China Rout Accelerates in U.S. as ETFs Plunge Amid Growth Woes

  • Declines in A-Share ETFs exceed drop in Shanghai Composite
  • Bloomberg gauge of China ADRs plunge by most since August

The largest exchange-traded funds tracking yuan-denominated equities fell the most in four months as the rout in Chinese equities sparked by a bigger-than-forecast manufacturing slowdown accelerated in New York trading.

The Deutsche X-trackers Harvest CSI 300 China A-Shares ETF tumbled 8.5 percent to $25.60 on Monday, while the Market Vectors ChinaAMC A-Share ETF retreated 8.9 percent to $40.17. The declines were the biggest since Aug. 24 and exceeded a 7 percent drop earlier in the day on the CSI 300 Index before a trading halt. The ETF selloff may indicate that investors expect further weakness in the A-share market, according to Emma Dinsmore, chief executive officer of R-Squared Macro Management.

“The outlook for Chinese equities is fairly bearish, similarly for the yuan,” Dinsmore said Monday by phone from Birmingham, Alabama. “Both have significant headwinds. The major underlining fear is that China can’t control the pace of its slow down.”

Not Normal

The selling was the worst since a mainland rout in August that wiped out $5 trillion in market value. Trading of stocks, bonds and options were halted in China after the retreat in the CSI 300 Index of large-capitalization companies listed in Shanghai and Shenzhen.
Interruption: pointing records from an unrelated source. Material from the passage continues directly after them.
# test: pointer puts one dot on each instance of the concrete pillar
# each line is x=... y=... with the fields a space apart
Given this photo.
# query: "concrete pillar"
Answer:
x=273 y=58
Investors exited the market after data showed Chinese manufacturing contracted for a fifth straight month.

The stock trading halt on Monday won’t become the “norm” as the CSI 300 Index includes blue chip stocks with liquidity and low valuations that won’t “very often” trigger the “circuit breaker” mechanism, China’s state-run Xinhua News Agency reported, citing unidentified market participants.

A Bloomberg gauge of the most-traded Chinese companies listed in the U.S. sank 4.6 percent, also the most since Aug. 24. American depositary receipts of online tourism site Qunar Cayman Islands Ltd. led the decline, plunging a record 17 percent to $43.96 after founder Chenchao Zhuang left his position as chief executive officer. The company merged with Ctrip.com International Ltd. in October through a share swap.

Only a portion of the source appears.